Unusual bald eagle sighting in Kent 'beautiful to see'
After a concerned citizen called Kent police Sunday morning, a responding officer found the city had a feathered visitor just enjoying breakfast.
"[A bald eagle] was along the side of the road eating roadkill, as far as I know, and someone was afraid that it might get hit by a car," said Police Lt. Mike Lewis.
Lewis said the call came in that the eagle was at the side of Middlebury Road in the area of Munroe Falls-Kent Road at about 9:15 a.m. before flying up into a tree.
"We wanted to make sure that the bird was not injured," said Lewis. "It didn't appear to be injured at all. It was just eating something on the side of the road. But it flew away. Seemed perfectly fine."
Lewis said he cannot recall seeing any reports of other bald eagle sightings in Kent, but after the police department posted about this eagle on Facebook, people commenting said they had seen bald eagles in the area.
"So I don't think it's too terribly uncommon," he said.
According to the Ohio Department of Natural Resources, 707 bald eagle nests were counted in Ohio's 88 counties in a 2020 survey, with 90, the highest number, in Ottawa County at Lake Erie's west end.
In the 18-county Northeast Ohio region, 188 nests were counted, including eight in Portage. Erie County had the highest number at 32 and Cuyahoga County the fewest with three. Among counties bordering with Portage, Trumbull had the highest number by far with 26 nests.
Bald eagles are no longer classified as endangered by the federal government, but their numbers are still being monitored.
Adult bald eagles are easily recognized, with white feathers on the head, neck and tail in mature birds, and brown body feathers. Their eyes, beaks and feet are yellow. Younger birds are mostly brown, with mottled white and buff and cream blotches underneath until they are five or six years old.
Both new and established bald eagle couples go through courtship and nest building from October to December. The female lays her brood, typically up to three eggs, between mid-February to late March. The eggs hatch after about 35 days.
The parents share parenting responsibilities equally, taking turns sitting on the eggs to incubate them and feeding the chicks, which leave the nest after 10 to 13 weeks.

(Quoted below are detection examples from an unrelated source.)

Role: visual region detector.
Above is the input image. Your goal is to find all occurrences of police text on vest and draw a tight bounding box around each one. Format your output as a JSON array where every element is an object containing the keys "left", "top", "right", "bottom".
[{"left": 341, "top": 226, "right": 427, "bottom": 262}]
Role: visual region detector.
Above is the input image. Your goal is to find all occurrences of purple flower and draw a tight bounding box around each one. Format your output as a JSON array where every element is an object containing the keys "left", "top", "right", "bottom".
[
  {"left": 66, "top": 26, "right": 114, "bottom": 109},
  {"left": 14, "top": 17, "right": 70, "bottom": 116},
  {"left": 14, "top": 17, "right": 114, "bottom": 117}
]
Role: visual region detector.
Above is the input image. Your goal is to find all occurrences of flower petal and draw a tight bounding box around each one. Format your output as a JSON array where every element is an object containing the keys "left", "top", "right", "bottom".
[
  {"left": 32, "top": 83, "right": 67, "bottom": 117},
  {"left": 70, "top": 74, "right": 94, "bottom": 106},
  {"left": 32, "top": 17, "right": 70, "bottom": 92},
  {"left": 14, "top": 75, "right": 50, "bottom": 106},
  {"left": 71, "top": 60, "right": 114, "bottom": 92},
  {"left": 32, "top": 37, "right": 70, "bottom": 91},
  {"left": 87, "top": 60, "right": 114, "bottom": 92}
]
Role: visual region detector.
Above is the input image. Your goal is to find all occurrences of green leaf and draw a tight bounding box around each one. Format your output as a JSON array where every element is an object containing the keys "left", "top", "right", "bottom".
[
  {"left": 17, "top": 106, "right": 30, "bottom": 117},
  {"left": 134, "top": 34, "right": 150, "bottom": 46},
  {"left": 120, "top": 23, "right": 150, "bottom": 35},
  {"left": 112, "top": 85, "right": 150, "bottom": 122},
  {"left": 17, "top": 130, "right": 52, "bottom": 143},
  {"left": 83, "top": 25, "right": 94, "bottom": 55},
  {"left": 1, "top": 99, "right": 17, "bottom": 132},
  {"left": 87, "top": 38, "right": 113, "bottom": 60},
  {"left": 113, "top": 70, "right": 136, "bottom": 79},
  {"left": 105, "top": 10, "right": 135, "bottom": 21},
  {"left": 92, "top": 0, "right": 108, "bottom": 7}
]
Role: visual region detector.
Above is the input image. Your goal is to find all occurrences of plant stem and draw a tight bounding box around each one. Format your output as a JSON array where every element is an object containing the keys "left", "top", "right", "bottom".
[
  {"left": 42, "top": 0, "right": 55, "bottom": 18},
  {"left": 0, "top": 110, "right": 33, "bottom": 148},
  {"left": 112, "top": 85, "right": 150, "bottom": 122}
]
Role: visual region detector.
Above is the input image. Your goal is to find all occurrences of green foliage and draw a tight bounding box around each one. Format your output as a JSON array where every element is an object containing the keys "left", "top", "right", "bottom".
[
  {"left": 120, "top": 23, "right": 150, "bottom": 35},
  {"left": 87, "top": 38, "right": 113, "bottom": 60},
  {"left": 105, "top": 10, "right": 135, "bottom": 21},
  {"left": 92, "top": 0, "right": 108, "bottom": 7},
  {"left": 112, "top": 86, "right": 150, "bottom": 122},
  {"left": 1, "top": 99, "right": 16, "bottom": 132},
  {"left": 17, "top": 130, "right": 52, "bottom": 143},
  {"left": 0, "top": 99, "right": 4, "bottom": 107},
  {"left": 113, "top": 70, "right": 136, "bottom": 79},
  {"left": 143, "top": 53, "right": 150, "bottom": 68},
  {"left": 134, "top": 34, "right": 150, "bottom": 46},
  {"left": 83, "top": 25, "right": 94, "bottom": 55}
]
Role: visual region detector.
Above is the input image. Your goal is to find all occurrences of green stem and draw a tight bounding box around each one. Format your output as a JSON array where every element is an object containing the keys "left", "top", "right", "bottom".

Bald eagles are found in small concentrations, usually around larger bodies of water, especially if there is an ample supply of fish for food. In Ohio, the marsh region of western Lake Erie holds an especially large number of bald eagles compared to the rest of the state.
Eagles are highly territorial. This is especially true when they are raising their young so they will build their nests away from other eagle nests. Mature eagles generally live in the same area year round, but young eagles sometimes migrate during the spring and fall.
Lewis said that for the police department, it is just something nice that happened on a Sunday morning.
"It wasn't really an incident where we took too much action. It was just something beautiful to see," he said.